Il peut autant travailler le bois, le métal, le textile, la pierre, le plastique, le sable, le gel, pour ne nommer que ceux-là. Pour ce passionné des couleurs et des proportions, l’art fait appel aussi à la chimie et à la physique. L’important est d’utiliser les matériaux le plus efficacement possible pour arriver à exprimer ses réflexions.

En visitant l’exposition, Cecil D Long présente chacune des histoires ayant animé son processus créatif. Les fantômes de nos vies, les peurs, les tourments, les bons comme les mauvais, l’engagement, les interactions, la communication, sa fille et sa propre vie figurent parmi les thèmes qu’il aborde dans son travail.

Quand il peint, il pivote sa toile afin de couvrir tous les angles.

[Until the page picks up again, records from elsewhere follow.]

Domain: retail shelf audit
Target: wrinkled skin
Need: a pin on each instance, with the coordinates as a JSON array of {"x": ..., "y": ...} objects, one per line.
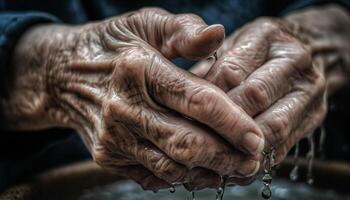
[
  {"x": 142, "y": 117},
  {"x": 277, "y": 70},
  {"x": 139, "y": 115}
]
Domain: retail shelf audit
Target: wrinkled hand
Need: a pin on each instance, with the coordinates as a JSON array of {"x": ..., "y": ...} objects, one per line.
[
  {"x": 138, "y": 114},
  {"x": 269, "y": 72}
]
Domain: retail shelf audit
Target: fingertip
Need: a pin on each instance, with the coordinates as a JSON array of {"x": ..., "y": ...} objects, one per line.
[
  {"x": 203, "y": 43},
  {"x": 253, "y": 143}
]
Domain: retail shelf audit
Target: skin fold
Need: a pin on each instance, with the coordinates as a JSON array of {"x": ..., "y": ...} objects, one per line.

Chaque couleur a aussi sa propre signification.

«J’ai 73 ans et je continue à travailler sur les fondements de la peinture», a confié l’artiste qui pousse constamment sa quête de couleurs, de formes, de mouvement et de textures.

«Nos vies sont pleines de récits et c’est pour cette raison qu’il n’y a pas qu’un seul thème. Parfois, mon meilleur travail résulte d’un élément que je n’avais pas prévu, un peu comme des accidents», poursuit-il.

Nausika Breau a toujours aimé le travail de son père qu’elle qualifie de surréel et de fantaisiste. À son avis, il évolue constamment et les couleurs deviennent de plus en plus éclatantes avec les années.

Le créateur à la personnalité colorée espère que la nouvelle galerie Apple Art contribuera à faire connaître le travail des artistes des Maritimes.

«II y a beaucoup de très bons artistes dans les Maritimes et j’aimerais les encourager, notamment ceux qui sont encore peu connus et qui font du très beau travail.»

Le vernissage de l’exposition se tient le jeudi 4 juillet de 17h à 20h à la galerie Apple Art et les oeuvres seront exposées jusqu’au 27 juillet.